In 2011 I wrote about The continuing devaluation of LinkedIn connections.

When I first wrote the article I incorrectly thought there wasn’t a way to message people who had invited you to connect without first accepting the invitation. Commenters on my post as well as LinkedIn’s local PR company let me know that you could in fact do that.

The broader point I was making about the devaluation of LinkedIn connections still held, but the feature allowed me and others to sort through requests.

I and many others get deluged with LinkedIn requests. Some are from people I know and want to connect with. Many are from people I don’t know or remember.

If I get a LinkedIn request from someone who seems interesting but I don’t know, I have until now replied without accepting, asking them first why they’d like to connect before accepting.

In many cases I get no response, suggesting they are following the very easy path of asking for connections from everyone LinkedIn suggests. In fact I regularly get people telling me they’ve done exactly that, simply sending dozens of invites to people they don’t know but LinkedIn has suggested. A sure way to devalue connections.

In other cases I am reminded that we do know each other (my memory is fading!) or find there is a specific reason they’d like to connect with me.

In all cases the ability to reply to LinkedIn invitations without accepting is a critical tool in maintaining the value of connections.

When you invite someone to connect on LinkedIn, there is a message saying “Only invite people you know well and who know you.” Sound advice, yet much of the design of the site suggests LinkedIn’s strategy is in fact to encourage new and in many cases meaningless connections.

There is a thread on the LinkedIn Forums Can no longer Reply to an Invitation to Connect BEFORE Accepting where many users of a similar mind to me are expressing their unhappiness with this feature change, saying things like:

Without this feature LinkedIn becomes useless as a tool for me.

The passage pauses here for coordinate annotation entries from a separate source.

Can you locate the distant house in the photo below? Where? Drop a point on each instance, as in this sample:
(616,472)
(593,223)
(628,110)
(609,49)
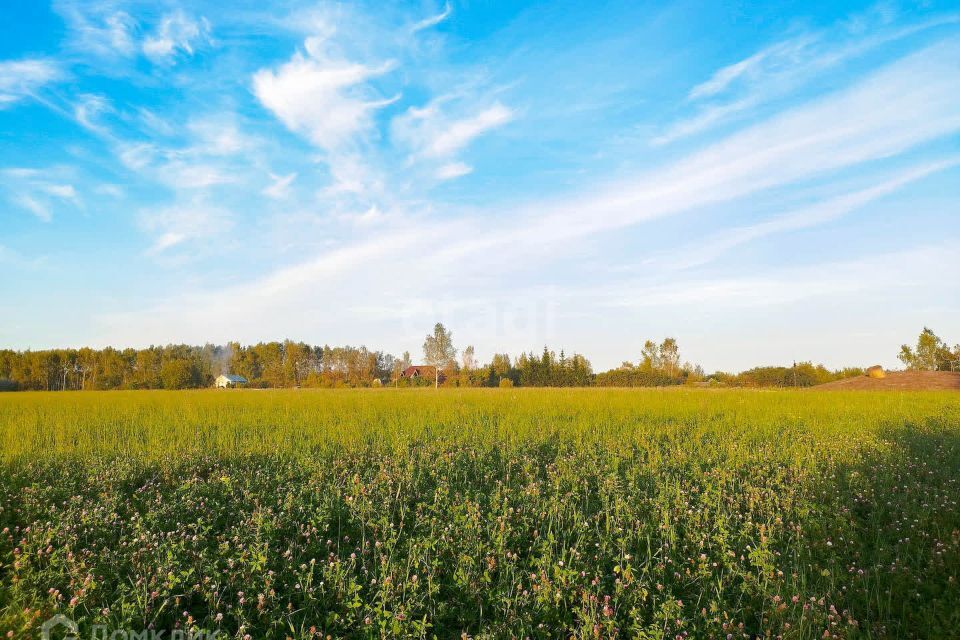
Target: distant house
(227,380)
(426,371)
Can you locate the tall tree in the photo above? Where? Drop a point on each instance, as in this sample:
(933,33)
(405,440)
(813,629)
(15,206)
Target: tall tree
(438,350)
(930,354)
(669,356)
(469,363)
(650,356)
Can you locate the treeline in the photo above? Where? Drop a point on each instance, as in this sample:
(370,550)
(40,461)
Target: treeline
(267,364)
(802,374)
(297,364)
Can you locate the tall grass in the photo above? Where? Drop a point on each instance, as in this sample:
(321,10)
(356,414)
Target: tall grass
(494,513)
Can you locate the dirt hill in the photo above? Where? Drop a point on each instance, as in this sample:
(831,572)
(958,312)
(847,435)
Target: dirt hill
(898,381)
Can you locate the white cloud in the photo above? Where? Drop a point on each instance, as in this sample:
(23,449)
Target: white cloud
(86,110)
(179,224)
(97,30)
(176,33)
(22,78)
(433,135)
(217,136)
(433,21)
(781,55)
(804,218)
(453,170)
(323,99)
(39,191)
(781,68)
(65,191)
(40,210)
(910,102)
(279,186)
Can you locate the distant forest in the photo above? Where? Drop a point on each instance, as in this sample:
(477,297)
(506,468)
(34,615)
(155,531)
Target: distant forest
(291,364)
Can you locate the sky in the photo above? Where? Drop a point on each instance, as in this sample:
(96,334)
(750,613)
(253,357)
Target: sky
(765,182)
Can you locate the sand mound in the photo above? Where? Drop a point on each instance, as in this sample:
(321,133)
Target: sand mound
(898,381)
(876,371)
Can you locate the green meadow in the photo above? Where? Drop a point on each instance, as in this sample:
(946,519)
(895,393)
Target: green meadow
(486,513)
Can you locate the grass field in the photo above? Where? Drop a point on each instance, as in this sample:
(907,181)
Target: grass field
(492,513)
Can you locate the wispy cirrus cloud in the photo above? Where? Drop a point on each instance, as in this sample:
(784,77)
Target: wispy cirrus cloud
(432,21)
(822,212)
(40,191)
(784,67)
(20,79)
(176,34)
(99,30)
(433,135)
(324,98)
(183,223)
(840,130)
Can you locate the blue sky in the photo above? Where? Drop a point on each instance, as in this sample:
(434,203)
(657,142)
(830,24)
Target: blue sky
(765,183)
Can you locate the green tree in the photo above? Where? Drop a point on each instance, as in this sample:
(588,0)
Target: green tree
(438,350)
(930,354)
(178,374)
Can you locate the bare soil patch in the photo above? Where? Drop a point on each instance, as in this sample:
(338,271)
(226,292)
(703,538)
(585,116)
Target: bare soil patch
(899,381)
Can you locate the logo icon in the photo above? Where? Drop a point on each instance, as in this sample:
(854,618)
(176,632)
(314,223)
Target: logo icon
(71,631)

LinkedIn can be counted on to always find new ways to make the LinkedIn website more “user-surly”.

This is a major “value-subtract”

I’ve no idea why LinkedIn made this harsh decision and removed this valuable feature.

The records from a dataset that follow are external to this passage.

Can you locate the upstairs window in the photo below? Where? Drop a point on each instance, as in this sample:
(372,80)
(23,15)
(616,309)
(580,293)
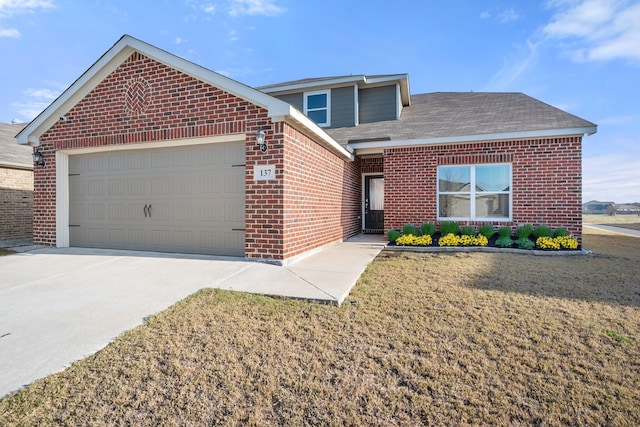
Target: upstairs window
(474,192)
(317,106)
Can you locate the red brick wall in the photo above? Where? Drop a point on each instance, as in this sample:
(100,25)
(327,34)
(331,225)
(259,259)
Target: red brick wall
(16,204)
(146,101)
(321,195)
(547,180)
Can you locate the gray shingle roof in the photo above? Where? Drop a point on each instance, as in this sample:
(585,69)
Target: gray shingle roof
(462,114)
(12,154)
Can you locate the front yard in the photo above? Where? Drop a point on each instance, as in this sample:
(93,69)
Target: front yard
(481,338)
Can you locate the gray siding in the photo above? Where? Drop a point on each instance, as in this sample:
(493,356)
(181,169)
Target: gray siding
(377,104)
(342,107)
(294,99)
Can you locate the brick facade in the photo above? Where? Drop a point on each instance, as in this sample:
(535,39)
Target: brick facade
(145,101)
(16,204)
(547,180)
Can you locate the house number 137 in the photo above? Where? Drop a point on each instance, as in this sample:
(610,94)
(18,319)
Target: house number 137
(264,172)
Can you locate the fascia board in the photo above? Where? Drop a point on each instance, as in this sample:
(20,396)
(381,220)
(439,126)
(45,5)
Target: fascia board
(376,145)
(314,84)
(296,118)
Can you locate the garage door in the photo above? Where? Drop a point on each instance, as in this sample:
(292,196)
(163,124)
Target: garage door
(187,199)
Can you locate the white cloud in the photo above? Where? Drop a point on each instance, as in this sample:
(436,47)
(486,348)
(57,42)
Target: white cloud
(613,177)
(9,32)
(35,101)
(208,8)
(513,67)
(508,15)
(11,7)
(597,30)
(255,7)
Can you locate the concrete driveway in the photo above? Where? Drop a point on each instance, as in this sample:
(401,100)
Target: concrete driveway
(60,305)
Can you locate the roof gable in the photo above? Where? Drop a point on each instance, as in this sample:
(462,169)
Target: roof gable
(120,52)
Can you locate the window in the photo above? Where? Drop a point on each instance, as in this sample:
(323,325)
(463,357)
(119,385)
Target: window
(474,192)
(317,107)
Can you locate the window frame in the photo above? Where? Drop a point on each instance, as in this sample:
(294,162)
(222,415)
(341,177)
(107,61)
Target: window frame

This has to be the worst decision EVER…in my humble opinion

I do hope LinkedIn reconsiders this very poor decision to remove this feature.

If this change stays, it makes a (further) mockery of LinkedIn’s official admonition to only connect with people you know and trust.

… and so on

In the thread a couple of people have posted a response from LinkedIn:

You can still reply to the person who has sent the invitation by clicking on ignore and then you may click on reply from that invitation message which is located in your archived folder. Please note that you should not click on I Don’t Know or Report Spam if you consider to accept the invitation at a later time.

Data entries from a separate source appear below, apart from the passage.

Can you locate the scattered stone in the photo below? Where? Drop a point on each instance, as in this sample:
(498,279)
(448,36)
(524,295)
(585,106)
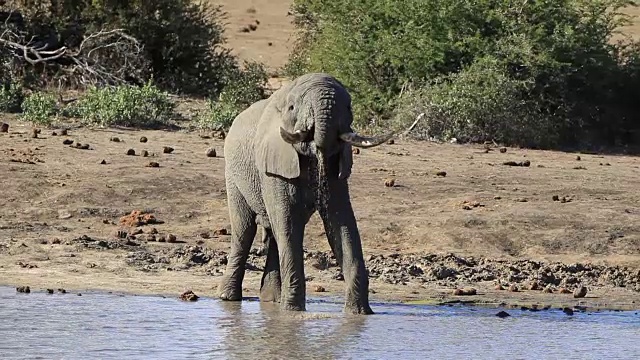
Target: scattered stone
(139,218)
(211,152)
(525,163)
(465,292)
(221,231)
(580,292)
(568,311)
(534,285)
(189,296)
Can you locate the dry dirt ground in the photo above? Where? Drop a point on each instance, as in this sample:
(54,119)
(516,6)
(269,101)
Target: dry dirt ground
(62,209)
(559,223)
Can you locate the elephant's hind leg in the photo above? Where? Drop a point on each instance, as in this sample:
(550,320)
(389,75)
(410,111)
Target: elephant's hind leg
(243,230)
(270,285)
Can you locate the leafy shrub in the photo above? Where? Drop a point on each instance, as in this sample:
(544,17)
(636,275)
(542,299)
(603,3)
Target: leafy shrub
(11,97)
(480,103)
(245,87)
(125,105)
(40,108)
(556,56)
(182,41)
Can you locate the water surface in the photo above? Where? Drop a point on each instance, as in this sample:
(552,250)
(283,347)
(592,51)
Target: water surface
(110,326)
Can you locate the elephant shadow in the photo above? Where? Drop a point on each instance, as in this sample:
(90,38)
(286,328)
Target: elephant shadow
(272,333)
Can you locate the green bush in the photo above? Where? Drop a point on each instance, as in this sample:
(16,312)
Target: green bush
(11,97)
(40,108)
(555,57)
(145,106)
(245,87)
(182,42)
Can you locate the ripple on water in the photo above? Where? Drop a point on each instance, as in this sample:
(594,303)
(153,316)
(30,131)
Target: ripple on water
(107,326)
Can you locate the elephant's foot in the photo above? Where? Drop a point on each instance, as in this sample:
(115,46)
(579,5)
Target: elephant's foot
(229,292)
(358,309)
(270,288)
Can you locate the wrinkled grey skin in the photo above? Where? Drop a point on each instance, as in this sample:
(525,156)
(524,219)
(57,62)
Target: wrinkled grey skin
(286,157)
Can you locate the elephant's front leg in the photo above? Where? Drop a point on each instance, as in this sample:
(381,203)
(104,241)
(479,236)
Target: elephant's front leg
(243,230)
(270,285)
(285,208)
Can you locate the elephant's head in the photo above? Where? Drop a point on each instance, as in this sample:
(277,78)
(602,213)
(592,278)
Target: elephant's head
(313,118)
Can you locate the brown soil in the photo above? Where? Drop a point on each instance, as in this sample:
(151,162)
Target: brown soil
(558,222)
(69,220)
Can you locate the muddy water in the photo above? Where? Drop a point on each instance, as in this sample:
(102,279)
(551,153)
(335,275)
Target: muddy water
(109,326)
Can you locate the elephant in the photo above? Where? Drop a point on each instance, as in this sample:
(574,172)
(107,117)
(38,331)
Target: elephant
(286,157)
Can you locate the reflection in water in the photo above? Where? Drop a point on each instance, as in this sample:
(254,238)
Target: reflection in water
(104,326)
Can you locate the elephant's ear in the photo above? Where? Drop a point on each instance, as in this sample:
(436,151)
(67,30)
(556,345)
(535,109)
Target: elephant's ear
(274,155)
(346,162)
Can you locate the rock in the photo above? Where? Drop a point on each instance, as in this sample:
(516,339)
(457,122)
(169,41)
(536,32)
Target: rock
(534,285)
(580,292)
(465,292)
(568,311)
(189,296)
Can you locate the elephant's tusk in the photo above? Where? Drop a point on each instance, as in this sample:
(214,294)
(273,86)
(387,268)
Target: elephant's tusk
(296,137)
(358,140)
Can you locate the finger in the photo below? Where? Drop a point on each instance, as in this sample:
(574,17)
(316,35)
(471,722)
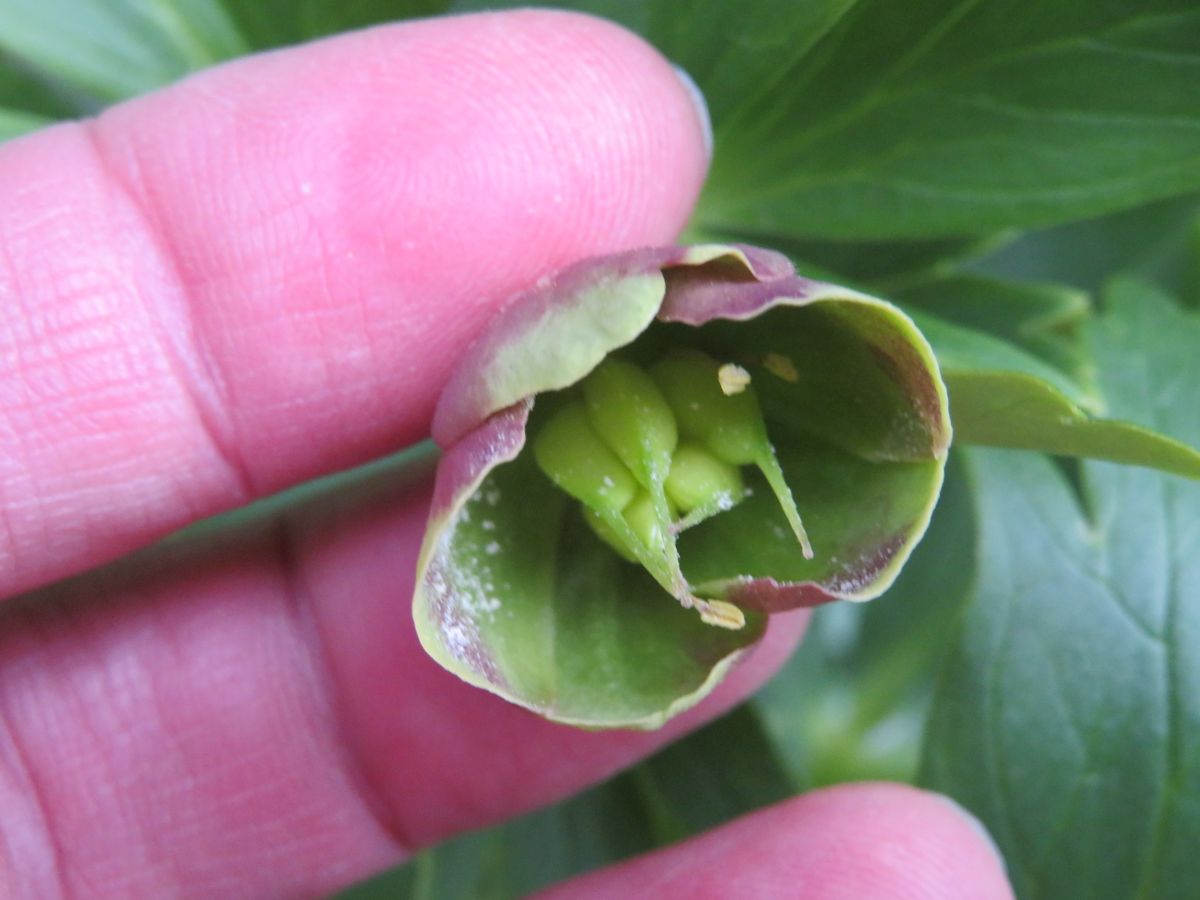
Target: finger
(250,714)
(267,271)
(845,843)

For many reasons this is an extremely poor workaround, which is placing a massive burden of inconvenience on the user.

Which brings us back to the point I made in 2011: LinkedIn appears to be happy for the value of connections to decline, potentially to the point of irrelevance. I may at some point discuss their underlying strategies that are leading them to these decisions.

For now, I’m just another pissed off user.